RECENTLY I had the privilege of presenting degree certificates to a group of graduating students and I had been asked to say a few words of encouragement.
Congratulating them is the easiest part and certainly the least any successful student can expect.
We should also speedily put aside any views that qualifications are not as difficult as they used to be.
Any student can only deal with what is in front of them and comparisons with what may or may not have been the norm a generation ago are unfair. To quote LP Hartley, the past is a foreign land, they do things differently there.
My main concern was not to depress a talented group of individuals by making them feel their hard efforts will not necessarily lead into guaranteed employment ... and quite likely not into a job that reflects their qualifications.
The daunting prospect of a recession that may continue another five years, if the Governor of the Bank of England is to be believed (and I see no reason to disagree with his view), will be a sharp awakening to many of those who are the future of this country.
Yet despite a shortage of suitable jobs, I still hear the complaint from industry, and particularly in areas such as engineering, that there is a skills shortage. If this is the case, it raises the question why we turn out students with degrees that will do them no favours.
The answer may be that far too many courses are student-led rather than needs-oriented. Individual preference has priority over a broader economic requirement.
The choice of a career is an important aspect of a free society yet the issue of the best direction of limited funding in education needs to be addressed and perhaps the days have gone when a total free market can be allowed to continue.
It is no good employers complaining in isolation and if we are not producing the skills that will be needed in the future employers bodies, colleges and the Government will have to sit down and be more prescriptive as to what will be funded.

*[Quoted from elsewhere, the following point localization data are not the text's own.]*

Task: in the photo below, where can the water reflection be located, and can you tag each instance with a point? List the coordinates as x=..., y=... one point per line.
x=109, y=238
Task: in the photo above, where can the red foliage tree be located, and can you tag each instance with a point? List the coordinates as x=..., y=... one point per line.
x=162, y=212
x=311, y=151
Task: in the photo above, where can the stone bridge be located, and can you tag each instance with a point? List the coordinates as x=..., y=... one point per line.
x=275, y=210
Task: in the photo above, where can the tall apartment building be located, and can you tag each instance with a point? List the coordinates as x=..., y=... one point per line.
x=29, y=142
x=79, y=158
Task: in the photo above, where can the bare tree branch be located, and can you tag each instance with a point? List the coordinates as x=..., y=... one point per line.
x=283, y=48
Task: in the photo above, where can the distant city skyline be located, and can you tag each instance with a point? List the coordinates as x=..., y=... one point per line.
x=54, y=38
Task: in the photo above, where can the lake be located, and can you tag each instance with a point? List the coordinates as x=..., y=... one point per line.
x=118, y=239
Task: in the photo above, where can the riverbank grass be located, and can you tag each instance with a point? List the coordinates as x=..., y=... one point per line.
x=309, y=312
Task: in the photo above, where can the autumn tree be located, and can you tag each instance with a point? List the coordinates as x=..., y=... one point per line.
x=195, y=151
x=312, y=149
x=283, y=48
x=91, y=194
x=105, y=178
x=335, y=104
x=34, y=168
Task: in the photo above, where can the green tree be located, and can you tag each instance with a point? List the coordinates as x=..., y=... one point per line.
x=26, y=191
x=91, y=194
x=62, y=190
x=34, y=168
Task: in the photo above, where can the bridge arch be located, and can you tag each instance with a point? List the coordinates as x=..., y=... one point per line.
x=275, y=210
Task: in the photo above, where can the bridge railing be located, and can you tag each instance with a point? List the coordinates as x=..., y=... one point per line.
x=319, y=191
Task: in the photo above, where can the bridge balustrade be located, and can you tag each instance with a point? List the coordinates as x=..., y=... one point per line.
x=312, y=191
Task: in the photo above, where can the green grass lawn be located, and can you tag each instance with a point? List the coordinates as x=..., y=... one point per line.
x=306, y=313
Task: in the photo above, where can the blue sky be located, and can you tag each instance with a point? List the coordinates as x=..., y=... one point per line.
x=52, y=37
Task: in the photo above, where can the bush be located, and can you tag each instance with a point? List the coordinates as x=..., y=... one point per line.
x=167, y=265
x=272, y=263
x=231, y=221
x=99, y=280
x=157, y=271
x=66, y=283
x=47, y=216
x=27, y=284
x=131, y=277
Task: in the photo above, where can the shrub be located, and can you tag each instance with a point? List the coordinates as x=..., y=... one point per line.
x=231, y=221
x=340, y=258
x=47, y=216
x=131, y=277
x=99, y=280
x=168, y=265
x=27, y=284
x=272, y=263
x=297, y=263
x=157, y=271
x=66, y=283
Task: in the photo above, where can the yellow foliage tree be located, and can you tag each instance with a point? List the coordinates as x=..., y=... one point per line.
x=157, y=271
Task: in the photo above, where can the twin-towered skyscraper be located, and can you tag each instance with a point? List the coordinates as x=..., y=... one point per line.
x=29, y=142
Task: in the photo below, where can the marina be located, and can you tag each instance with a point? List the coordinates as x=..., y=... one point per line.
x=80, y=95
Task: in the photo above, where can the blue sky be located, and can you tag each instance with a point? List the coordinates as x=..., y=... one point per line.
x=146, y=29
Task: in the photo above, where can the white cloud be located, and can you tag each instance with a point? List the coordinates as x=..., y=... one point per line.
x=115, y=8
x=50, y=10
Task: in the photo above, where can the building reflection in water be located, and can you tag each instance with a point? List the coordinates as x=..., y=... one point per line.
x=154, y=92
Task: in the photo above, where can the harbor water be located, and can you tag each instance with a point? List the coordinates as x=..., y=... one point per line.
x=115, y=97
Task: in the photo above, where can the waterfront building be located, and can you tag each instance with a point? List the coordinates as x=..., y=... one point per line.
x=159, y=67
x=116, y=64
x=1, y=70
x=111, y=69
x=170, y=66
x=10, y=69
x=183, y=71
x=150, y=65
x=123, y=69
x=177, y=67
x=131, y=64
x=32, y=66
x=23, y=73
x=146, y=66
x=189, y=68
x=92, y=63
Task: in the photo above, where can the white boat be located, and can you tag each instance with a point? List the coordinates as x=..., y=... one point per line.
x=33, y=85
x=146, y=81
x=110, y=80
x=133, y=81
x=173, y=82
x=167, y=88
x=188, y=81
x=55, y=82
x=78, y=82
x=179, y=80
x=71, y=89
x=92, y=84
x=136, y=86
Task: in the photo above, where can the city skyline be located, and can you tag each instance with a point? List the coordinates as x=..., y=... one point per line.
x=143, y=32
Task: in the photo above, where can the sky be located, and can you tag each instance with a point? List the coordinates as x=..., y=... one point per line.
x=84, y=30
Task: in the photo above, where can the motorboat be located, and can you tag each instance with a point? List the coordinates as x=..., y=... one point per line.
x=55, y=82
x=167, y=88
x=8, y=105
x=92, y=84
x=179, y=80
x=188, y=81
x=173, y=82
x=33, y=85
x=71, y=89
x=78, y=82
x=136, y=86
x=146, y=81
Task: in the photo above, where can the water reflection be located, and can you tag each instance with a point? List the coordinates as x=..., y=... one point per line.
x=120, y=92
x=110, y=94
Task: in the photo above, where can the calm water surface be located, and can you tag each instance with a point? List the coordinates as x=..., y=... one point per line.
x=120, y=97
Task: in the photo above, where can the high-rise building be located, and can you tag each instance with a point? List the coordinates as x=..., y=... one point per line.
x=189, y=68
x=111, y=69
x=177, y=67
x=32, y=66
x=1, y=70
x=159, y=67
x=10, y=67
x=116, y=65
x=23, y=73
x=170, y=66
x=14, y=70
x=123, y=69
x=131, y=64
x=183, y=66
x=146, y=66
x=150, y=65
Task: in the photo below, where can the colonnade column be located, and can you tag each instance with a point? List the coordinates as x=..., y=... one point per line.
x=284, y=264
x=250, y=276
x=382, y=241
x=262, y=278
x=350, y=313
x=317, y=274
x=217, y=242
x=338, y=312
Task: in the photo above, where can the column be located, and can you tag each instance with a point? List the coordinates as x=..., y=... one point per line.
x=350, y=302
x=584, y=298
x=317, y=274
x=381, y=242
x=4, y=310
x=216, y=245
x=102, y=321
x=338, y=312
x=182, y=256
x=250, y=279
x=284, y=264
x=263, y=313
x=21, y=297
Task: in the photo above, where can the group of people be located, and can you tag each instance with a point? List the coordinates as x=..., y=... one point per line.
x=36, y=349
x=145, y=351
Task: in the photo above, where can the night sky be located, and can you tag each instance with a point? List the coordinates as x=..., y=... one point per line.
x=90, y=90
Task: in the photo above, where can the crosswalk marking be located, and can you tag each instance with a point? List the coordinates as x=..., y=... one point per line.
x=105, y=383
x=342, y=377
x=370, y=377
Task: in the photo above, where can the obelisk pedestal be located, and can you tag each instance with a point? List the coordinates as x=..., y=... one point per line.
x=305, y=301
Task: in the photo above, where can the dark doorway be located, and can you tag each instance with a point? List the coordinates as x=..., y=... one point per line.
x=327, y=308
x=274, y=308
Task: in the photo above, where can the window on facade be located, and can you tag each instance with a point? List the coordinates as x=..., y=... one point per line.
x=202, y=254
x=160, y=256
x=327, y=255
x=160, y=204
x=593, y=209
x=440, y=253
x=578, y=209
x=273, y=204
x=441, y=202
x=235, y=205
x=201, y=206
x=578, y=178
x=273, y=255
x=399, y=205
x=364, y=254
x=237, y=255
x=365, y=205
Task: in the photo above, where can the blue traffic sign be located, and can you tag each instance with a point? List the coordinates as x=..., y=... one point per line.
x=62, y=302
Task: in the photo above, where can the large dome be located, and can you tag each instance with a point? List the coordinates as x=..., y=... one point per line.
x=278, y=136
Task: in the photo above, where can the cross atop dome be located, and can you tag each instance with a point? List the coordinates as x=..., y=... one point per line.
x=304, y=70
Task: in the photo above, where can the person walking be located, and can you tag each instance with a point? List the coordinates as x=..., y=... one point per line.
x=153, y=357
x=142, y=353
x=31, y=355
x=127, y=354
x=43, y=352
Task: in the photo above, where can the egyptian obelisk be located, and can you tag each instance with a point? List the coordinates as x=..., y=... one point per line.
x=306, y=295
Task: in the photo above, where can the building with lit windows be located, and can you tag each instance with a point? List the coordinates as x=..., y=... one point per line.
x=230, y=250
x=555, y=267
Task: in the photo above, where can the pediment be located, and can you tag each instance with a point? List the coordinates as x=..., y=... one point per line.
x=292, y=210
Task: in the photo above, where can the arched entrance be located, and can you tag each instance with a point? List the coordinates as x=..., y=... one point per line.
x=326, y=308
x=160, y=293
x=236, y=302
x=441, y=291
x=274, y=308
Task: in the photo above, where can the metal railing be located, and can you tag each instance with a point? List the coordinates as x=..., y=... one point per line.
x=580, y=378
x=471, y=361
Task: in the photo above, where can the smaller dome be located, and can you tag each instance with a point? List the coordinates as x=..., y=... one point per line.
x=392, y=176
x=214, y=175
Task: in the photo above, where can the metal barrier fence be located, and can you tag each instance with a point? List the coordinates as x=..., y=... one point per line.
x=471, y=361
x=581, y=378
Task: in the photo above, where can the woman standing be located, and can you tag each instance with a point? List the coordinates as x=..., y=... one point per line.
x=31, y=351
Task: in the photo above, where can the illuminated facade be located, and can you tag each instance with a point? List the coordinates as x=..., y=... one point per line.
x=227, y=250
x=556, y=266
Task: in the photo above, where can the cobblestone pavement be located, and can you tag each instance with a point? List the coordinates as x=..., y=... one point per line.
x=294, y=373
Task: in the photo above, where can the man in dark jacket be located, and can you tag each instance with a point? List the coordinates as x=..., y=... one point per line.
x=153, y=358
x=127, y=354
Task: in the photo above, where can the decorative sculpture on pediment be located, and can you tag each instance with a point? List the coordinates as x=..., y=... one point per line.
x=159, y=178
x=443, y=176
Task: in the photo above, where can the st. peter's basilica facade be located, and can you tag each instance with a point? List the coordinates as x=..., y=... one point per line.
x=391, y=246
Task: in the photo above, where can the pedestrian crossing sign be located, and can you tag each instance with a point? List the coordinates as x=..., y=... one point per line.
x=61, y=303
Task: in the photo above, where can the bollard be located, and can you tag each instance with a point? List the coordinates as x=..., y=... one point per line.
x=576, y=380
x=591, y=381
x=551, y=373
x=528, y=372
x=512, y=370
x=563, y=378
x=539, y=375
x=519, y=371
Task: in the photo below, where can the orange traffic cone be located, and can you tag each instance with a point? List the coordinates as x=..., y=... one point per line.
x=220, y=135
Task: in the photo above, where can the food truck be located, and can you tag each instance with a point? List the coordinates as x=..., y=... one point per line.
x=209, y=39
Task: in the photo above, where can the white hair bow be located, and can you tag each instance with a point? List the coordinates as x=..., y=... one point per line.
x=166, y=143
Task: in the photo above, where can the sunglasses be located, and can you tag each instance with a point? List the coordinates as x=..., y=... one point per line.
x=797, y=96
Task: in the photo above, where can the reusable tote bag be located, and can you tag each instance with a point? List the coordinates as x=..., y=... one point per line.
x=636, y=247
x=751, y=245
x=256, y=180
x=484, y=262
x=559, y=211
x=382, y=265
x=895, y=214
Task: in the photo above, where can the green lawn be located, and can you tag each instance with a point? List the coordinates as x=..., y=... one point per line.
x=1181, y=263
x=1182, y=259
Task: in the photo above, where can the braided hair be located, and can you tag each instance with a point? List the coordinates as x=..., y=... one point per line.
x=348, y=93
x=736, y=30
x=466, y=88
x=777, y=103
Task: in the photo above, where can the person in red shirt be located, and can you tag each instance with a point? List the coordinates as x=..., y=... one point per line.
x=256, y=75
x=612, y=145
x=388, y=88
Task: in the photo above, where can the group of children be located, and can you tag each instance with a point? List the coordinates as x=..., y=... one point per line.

It’s not an easy concept to accept, but we live in a changing world.
There is also a need to be more honest with our young people as to what careers they should follow.
Parental expectations are often the driving force and are influenced by so-called glamour careers. The “dirty jobs” of the past, such as engineering, are the need of the future and are likely to provide a far more rewarding career than is often thought to be the case. Those hard-working students deserve to hear reality from us, not soft words.